The 1000 Genomes Project
Any two humans are more than 99 per cent the same at the genetic level: the small fraction of genetic material that varies among people can help to explain individual differences in susceptibility to disease, response to drugs or reaction to environmental factors.
The 1000 Genomes Project therefore aims to produce an extremely detailed catalogue of human DNA variation that can be used in future studies of people with particular diseases.
Across most of the human genome, the researchers taking part in this international collaboration are looking for variations that are present at a frequency of 1 per cent or more in the population; in genes, the goal is to find variations that are present in 0.5 per cent or less of the population.
Producing a map at this resolution, which is unmatched by current resources, is likely to require sequencing of the genomes of at least 1000 people. The project is now on course to complete 'light' sequencing of the genomes of 2500 people from about 20 different populations by the end of 2011.

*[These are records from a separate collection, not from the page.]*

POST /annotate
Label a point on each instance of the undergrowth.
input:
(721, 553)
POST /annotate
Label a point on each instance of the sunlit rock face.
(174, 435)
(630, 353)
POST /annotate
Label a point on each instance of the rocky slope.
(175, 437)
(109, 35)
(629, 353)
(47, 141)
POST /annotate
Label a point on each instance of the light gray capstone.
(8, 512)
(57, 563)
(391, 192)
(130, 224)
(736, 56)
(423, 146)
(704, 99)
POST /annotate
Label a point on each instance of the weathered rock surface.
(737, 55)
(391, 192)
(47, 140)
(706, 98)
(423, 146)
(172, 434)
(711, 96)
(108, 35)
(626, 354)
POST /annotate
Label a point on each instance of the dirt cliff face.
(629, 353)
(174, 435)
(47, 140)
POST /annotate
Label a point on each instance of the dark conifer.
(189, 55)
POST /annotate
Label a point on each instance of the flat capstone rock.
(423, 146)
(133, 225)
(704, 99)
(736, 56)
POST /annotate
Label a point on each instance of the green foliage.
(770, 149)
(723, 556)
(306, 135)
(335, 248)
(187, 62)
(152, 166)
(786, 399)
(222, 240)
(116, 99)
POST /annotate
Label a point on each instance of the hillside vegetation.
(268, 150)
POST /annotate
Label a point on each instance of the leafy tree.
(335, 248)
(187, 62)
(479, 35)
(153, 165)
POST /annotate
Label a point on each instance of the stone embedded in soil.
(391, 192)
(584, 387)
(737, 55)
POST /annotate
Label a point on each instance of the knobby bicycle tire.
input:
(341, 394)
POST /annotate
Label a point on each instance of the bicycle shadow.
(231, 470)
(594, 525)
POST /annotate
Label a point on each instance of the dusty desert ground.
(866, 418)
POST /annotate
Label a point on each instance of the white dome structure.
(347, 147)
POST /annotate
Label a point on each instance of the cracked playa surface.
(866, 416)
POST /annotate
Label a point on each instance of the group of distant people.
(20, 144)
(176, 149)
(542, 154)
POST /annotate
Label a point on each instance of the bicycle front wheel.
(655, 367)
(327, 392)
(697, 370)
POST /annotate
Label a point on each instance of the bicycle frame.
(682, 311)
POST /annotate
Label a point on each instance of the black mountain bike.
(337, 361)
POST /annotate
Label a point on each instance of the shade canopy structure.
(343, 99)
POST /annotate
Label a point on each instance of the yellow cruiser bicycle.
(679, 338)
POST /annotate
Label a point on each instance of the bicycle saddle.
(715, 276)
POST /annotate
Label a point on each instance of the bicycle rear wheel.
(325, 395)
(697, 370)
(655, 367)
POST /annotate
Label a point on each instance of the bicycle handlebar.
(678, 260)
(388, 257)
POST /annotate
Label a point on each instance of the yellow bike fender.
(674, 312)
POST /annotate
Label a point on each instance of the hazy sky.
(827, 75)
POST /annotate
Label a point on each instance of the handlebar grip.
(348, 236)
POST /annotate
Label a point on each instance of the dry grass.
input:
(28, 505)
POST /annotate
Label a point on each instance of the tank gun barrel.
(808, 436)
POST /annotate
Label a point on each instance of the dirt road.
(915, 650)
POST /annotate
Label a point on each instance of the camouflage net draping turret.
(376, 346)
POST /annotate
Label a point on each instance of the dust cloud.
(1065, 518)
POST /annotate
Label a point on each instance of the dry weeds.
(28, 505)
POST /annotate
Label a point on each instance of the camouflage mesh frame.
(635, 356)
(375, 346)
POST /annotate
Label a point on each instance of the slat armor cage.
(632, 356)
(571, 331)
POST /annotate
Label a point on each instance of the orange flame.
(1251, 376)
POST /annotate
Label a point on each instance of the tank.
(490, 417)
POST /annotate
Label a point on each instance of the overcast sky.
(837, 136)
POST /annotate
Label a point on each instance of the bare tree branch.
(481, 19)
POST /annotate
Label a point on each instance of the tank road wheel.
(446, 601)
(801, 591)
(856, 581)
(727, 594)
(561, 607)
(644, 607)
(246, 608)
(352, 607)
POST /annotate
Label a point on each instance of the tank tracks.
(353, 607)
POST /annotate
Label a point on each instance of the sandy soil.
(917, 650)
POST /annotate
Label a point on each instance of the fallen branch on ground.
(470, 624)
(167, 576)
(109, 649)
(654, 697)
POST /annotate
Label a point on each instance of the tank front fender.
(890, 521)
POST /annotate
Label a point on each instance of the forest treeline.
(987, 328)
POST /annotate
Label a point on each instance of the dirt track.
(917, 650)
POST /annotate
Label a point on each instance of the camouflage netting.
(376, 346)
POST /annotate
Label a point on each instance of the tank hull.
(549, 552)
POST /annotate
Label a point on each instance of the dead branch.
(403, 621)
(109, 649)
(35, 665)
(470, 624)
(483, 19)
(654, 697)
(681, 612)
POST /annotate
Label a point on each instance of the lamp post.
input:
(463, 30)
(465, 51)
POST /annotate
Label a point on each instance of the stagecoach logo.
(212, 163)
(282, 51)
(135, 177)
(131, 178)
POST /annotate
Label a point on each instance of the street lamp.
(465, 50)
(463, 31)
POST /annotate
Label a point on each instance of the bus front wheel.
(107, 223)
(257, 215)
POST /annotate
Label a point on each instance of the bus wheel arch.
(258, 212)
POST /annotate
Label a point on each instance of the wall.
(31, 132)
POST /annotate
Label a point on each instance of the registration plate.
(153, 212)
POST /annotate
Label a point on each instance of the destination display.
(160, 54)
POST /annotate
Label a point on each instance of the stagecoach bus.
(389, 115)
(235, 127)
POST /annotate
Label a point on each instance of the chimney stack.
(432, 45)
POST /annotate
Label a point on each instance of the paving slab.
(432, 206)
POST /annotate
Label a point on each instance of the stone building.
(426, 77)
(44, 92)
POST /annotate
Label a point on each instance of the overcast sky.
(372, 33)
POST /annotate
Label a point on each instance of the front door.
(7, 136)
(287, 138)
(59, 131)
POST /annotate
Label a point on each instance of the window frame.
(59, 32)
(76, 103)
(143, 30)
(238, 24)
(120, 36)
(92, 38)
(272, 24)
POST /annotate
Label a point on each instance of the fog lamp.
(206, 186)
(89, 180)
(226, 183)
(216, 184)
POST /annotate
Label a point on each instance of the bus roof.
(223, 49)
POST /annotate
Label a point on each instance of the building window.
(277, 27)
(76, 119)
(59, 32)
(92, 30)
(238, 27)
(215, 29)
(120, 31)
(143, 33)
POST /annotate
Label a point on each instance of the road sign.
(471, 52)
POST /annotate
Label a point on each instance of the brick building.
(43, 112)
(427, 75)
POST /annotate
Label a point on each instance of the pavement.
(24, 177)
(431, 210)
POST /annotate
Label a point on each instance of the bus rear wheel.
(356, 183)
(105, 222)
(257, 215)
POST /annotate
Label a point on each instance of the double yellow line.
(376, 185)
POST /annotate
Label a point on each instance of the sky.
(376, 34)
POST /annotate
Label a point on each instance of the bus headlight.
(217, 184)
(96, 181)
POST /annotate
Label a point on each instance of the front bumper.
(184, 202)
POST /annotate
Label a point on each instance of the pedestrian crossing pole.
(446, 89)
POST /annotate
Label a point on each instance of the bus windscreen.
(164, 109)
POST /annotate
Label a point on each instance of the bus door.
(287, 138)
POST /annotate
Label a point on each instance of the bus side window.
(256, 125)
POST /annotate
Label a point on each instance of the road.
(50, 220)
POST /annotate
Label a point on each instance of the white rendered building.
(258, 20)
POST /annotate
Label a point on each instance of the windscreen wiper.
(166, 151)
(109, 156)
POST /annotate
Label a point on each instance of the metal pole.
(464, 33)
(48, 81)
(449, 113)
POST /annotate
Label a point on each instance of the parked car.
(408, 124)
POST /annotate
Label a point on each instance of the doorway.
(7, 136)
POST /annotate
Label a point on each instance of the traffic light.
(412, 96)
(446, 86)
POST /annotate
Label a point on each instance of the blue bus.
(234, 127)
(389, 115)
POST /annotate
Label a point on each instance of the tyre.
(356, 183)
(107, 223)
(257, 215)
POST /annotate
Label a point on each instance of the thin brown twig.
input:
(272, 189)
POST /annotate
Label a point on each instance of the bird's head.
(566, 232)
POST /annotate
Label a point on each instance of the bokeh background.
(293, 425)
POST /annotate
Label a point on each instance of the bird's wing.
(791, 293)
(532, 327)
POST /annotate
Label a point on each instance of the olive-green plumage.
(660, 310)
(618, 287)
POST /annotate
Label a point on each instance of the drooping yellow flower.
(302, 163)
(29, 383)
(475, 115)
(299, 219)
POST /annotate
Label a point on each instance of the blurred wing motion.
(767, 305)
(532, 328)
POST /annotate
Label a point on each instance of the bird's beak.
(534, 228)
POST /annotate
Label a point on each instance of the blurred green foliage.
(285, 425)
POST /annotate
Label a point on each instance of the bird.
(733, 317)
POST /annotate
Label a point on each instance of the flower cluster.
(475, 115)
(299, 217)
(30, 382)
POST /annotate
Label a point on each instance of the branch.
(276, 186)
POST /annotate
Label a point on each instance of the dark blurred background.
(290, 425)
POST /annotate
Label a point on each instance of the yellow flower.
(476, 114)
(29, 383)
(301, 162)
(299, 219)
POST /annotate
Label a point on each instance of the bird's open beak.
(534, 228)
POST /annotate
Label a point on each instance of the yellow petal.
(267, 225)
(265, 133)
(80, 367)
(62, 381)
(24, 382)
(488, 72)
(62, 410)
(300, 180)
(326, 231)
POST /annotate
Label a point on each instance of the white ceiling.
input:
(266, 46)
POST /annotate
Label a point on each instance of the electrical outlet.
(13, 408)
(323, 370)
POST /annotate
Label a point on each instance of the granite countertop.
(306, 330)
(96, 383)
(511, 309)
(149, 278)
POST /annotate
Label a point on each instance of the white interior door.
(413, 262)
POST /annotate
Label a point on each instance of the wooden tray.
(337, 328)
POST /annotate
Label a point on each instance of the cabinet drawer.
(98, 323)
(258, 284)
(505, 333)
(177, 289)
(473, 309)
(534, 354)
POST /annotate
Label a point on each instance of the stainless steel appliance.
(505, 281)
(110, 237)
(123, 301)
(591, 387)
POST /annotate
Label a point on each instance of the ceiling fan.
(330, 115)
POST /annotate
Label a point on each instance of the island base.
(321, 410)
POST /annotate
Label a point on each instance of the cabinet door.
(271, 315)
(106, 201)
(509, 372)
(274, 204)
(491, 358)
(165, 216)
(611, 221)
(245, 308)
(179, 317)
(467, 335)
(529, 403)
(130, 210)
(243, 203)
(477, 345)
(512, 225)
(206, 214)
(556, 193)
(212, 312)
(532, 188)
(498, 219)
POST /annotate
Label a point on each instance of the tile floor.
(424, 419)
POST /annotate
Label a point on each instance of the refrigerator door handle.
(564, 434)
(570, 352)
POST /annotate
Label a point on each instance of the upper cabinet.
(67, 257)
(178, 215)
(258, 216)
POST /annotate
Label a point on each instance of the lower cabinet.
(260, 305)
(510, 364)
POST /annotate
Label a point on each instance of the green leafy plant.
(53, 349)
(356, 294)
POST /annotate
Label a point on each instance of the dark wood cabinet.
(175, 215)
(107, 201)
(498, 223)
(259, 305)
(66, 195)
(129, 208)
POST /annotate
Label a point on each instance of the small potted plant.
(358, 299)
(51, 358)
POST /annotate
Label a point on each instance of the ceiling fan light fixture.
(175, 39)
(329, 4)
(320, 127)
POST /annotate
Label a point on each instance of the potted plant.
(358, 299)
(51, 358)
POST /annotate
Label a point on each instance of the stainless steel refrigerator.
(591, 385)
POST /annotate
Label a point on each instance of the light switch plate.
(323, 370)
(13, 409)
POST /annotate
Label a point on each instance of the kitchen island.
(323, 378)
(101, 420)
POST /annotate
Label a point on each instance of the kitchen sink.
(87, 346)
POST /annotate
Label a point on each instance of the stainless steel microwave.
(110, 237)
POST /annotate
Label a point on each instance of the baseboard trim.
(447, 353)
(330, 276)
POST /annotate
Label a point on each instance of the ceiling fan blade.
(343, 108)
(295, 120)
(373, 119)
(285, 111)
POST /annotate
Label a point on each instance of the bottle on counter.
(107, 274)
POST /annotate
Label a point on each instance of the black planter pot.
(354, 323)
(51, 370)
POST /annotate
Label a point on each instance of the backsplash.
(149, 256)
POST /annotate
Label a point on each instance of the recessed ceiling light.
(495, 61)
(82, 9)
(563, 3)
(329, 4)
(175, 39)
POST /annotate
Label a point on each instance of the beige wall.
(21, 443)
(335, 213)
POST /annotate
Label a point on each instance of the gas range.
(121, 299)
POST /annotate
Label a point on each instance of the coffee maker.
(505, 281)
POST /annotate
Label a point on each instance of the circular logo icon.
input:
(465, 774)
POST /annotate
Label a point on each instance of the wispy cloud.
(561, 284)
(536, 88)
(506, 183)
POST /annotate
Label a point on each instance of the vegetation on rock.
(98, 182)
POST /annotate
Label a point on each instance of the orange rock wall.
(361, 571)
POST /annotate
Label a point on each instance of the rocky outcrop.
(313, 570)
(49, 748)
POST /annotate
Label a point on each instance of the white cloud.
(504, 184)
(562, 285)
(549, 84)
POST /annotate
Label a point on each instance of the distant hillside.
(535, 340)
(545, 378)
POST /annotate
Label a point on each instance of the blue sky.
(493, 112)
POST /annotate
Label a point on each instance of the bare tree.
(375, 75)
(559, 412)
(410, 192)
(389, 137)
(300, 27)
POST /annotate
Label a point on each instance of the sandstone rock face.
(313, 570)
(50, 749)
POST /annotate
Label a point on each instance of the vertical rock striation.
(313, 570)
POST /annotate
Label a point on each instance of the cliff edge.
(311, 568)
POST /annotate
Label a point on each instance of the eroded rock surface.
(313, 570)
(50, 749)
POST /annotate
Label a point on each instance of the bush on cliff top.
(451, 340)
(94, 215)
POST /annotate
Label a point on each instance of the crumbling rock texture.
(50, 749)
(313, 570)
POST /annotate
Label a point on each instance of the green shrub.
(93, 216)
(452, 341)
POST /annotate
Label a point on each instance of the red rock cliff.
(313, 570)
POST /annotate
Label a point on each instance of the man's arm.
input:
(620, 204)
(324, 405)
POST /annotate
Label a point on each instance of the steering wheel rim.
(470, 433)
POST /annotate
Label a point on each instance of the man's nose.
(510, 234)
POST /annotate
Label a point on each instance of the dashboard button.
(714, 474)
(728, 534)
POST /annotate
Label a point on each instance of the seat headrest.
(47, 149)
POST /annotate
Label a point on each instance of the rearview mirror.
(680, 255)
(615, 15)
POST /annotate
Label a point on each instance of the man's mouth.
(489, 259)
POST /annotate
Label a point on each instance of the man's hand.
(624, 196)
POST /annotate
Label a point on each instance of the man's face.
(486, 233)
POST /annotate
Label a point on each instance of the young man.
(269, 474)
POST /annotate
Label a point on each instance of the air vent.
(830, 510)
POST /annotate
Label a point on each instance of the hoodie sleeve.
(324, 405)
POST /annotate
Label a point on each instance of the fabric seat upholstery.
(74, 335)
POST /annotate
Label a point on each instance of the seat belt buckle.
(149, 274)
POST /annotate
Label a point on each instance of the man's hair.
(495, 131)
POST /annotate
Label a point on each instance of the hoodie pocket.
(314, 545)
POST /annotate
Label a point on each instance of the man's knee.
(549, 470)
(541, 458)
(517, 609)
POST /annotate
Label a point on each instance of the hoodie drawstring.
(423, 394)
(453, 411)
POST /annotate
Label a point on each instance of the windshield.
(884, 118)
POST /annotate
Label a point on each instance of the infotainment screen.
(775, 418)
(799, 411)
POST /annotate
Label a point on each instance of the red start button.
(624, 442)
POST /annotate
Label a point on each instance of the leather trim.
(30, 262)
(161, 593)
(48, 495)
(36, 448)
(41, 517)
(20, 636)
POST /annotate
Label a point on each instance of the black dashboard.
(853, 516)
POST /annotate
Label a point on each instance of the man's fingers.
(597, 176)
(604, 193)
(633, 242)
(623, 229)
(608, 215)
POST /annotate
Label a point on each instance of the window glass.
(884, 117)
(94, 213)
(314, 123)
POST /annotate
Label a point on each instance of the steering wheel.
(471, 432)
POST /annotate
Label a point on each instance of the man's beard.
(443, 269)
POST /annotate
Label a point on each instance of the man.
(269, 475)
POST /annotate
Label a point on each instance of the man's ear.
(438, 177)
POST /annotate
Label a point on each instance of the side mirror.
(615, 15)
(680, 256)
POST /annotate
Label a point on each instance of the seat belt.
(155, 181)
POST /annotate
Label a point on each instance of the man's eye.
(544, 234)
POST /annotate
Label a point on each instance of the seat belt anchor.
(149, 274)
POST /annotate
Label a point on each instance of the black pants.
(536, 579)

Using catalogues of human genetic variation, such as the International HapMap and Wellcome Trust Case Control Consortium, researchers already have discovered more than 100 regions of the genome that contain genetic variants associated with susceptibility to common human diseases such as diabetes, coronary artery disease, prostate and breast cancer, rheumatoid arthritis, inflammatory bowel disease and age-related macular degeneration.
However, researchers often must follow those studies with costly and time-consuming DNA sequencing to help pinpoint the precise genetic variants that are associated with a disease. The new map from the 1000 Genomes Project will enable researchers to zero in quickly on such variants, speeding efforts to use genetic information to develop new strategies for diagnosing, treating and preventing common diseases.
Recent improvements in sequencing technology (‘next-gen’ sequencing platforms) have sharply reduced the cost of sequencing and increased the speed at which it can be performed. However, the costs of 'deeply' sequencing an entire genome (by doing so the equivalent of 28 times) is still too high, so the project will 'light' sequence each individual's DNA to 4x coverage.
The improvements in sequencing technology have also enabled the project to increase its initial target of sequencing 1000 genomes to 2500 genomes by the end of 2011, sourced from about 20 different populations around the world. Combining the data from 2500 samples should allow for a highly accurate estimation of the variants and genotypes for each sample that were not seen directly by the light sequencing.
In the short film below, Drs Richard Durbin and Chris Tyler-Smith describe the key findings and significance of the pilot phase of the 1000 Genomes Project.
Running time: 3 min 58 s
View this video on YouTube
The genomes of a diverse set of populations are being sequenced for the project. To preserve the anonymity of the people involved, the collection of samples follows a series of ethical guidelines and they are taken on the basis of informed consent.
Some of the populations whose DNA is being sequenced in the 1000 Genomes Project include:
- Chinese in metropolitan Denver
- Gujarati Indians in Houston
- Han Chinese in Beijing
- Japanese in Tokyo
- Kayadtha in Calcutta, India
- Luhya in Webuye, Kenya
- Maasai in Kinyawa, Kenya
- Malawian in Blantyre, Malawi
- Toscani in Italy
- People of Mexican ancestry in Los Angeles
- People of African ancestry in the south-western United States.
- Puerto Rican in Puerto Rico
- Punjabi in Lahore, Pakistan
- Utah residents with ancestry from northern and western Europe
- Yoruba in Ibadan, Nigeria
For a comprehensive listing of all the populations involved and for more information about the ethics and policy governing the samples, visit the 1000 Genomes Project website.
A collaborative effort
The sequencing work is being carried out by an international collaboration, with work performed at the Wellcome Trust Sanger Institute, the Beijing Genomics Institute in China, and the National Human Genome Research Institute (NHGRI) Large-Scale Sequencing Network, which includes the Broad Institute of MIT and Harvard; the Washington University Genome Sequencing Center at the Washington University School of Medicine in St. Louis; and the Human Genome Sequencing Center at the Baylor College of Medicine in Houston.